Multi-Asset-Anleger können jedoch nicht alles auf eine politische Wende setzen. Spezifische Absicherungen sind teuer und können die Volatilität erhöhen. Gold ist mit zeitweise über 4.000 USD pro Unze bereits teuer.
Die gute Nachricht: Eine Anlageklasse, die die meisten Anleger bereits besitzen, bewältigt Inflation historisch effektiv: US-Aktien. Die Gewinne von US-Unternehmen (die „USA Inc.“) konnten die Inflation über die Zeit stets ausgleichen. Sie agieren quasi als Preissetzer.

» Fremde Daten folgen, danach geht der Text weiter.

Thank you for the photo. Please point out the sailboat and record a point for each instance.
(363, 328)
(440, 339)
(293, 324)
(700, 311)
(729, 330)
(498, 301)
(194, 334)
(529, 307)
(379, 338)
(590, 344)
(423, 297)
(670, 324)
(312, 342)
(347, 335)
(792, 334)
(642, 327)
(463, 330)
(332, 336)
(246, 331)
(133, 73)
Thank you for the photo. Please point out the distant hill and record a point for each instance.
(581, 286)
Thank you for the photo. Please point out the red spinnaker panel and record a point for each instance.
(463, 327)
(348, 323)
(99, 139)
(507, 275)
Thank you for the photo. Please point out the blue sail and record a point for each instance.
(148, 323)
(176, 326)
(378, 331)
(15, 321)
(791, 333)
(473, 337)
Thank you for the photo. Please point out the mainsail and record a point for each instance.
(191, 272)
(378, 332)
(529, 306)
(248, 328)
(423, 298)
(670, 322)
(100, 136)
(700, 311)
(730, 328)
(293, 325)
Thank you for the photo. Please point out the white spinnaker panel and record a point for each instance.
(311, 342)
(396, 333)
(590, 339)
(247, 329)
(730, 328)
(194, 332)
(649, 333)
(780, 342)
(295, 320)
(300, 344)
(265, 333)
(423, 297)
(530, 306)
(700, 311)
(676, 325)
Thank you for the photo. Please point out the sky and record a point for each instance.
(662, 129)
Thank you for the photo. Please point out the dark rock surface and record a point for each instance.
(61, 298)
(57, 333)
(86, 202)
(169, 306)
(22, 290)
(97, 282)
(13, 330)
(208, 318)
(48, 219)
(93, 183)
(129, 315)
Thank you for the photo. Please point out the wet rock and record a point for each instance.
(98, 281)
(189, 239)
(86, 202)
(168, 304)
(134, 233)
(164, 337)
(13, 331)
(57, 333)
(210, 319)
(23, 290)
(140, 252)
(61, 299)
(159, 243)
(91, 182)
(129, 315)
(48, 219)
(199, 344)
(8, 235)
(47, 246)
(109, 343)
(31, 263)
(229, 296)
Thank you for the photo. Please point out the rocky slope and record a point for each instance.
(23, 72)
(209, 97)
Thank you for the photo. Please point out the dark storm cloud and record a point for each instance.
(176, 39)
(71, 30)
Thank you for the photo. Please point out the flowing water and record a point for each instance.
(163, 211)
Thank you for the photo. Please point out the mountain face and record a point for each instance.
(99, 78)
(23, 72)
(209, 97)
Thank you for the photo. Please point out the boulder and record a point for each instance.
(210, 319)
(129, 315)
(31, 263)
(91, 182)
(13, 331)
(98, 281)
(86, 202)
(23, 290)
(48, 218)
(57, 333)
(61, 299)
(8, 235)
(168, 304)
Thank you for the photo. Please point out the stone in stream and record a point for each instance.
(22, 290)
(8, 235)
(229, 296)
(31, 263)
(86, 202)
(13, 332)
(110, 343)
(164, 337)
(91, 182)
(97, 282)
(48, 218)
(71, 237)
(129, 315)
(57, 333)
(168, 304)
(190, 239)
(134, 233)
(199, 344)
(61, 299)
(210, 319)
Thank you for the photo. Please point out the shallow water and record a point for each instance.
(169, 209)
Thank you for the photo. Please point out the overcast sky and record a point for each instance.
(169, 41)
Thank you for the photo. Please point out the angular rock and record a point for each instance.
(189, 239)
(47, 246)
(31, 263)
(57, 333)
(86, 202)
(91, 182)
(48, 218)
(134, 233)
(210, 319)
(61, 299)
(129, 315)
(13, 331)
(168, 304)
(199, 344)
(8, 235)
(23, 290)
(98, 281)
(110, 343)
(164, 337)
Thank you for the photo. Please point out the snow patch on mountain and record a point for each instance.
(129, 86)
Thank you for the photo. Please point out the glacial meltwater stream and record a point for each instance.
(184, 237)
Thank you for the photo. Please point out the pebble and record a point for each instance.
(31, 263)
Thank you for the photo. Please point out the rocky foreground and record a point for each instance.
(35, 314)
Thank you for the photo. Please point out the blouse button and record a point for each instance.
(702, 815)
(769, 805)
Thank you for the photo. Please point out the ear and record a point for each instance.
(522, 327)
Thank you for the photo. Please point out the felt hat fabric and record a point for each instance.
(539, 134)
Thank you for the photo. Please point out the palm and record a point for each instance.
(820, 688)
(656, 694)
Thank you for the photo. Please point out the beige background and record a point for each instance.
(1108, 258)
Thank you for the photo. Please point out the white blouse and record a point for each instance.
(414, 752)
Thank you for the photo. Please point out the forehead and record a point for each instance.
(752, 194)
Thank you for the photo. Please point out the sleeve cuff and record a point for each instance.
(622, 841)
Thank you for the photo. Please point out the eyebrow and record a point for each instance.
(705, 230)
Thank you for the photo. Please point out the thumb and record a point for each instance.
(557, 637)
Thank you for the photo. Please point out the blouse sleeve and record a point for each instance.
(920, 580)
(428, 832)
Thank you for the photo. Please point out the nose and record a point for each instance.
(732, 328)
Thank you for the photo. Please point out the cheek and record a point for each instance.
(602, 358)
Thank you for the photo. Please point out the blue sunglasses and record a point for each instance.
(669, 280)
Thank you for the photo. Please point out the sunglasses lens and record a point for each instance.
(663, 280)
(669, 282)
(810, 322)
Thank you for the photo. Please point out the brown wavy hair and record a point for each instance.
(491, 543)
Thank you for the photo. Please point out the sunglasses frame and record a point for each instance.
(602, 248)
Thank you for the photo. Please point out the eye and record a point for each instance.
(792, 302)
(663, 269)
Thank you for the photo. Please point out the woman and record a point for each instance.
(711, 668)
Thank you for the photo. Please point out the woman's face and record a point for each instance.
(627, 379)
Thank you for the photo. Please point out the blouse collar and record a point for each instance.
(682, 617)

Eine plötzliche Abschaffung der Fed-Unabhängigkeit könnte zwar einen kurzfristigen Schock auslösen. Anleger täten jedoch gut daran, an ihrem Kerninvestment in US-Aktien festzuhalten. In diesem Sinne sind sie vielleicht schon bereit für eine „Trump-Fed“, ohne es zu wissen.
Im Griff – Die US-Unternehmensgewinne haben die Inflation im Laufe der Zeit problemlos überstanden
31. Mai 1983 bis zum 31. August 2025

Quelle: Bloomberg
Julian Howard ist leitender Multi-Asset-Anlagestratege bei GAM Investments.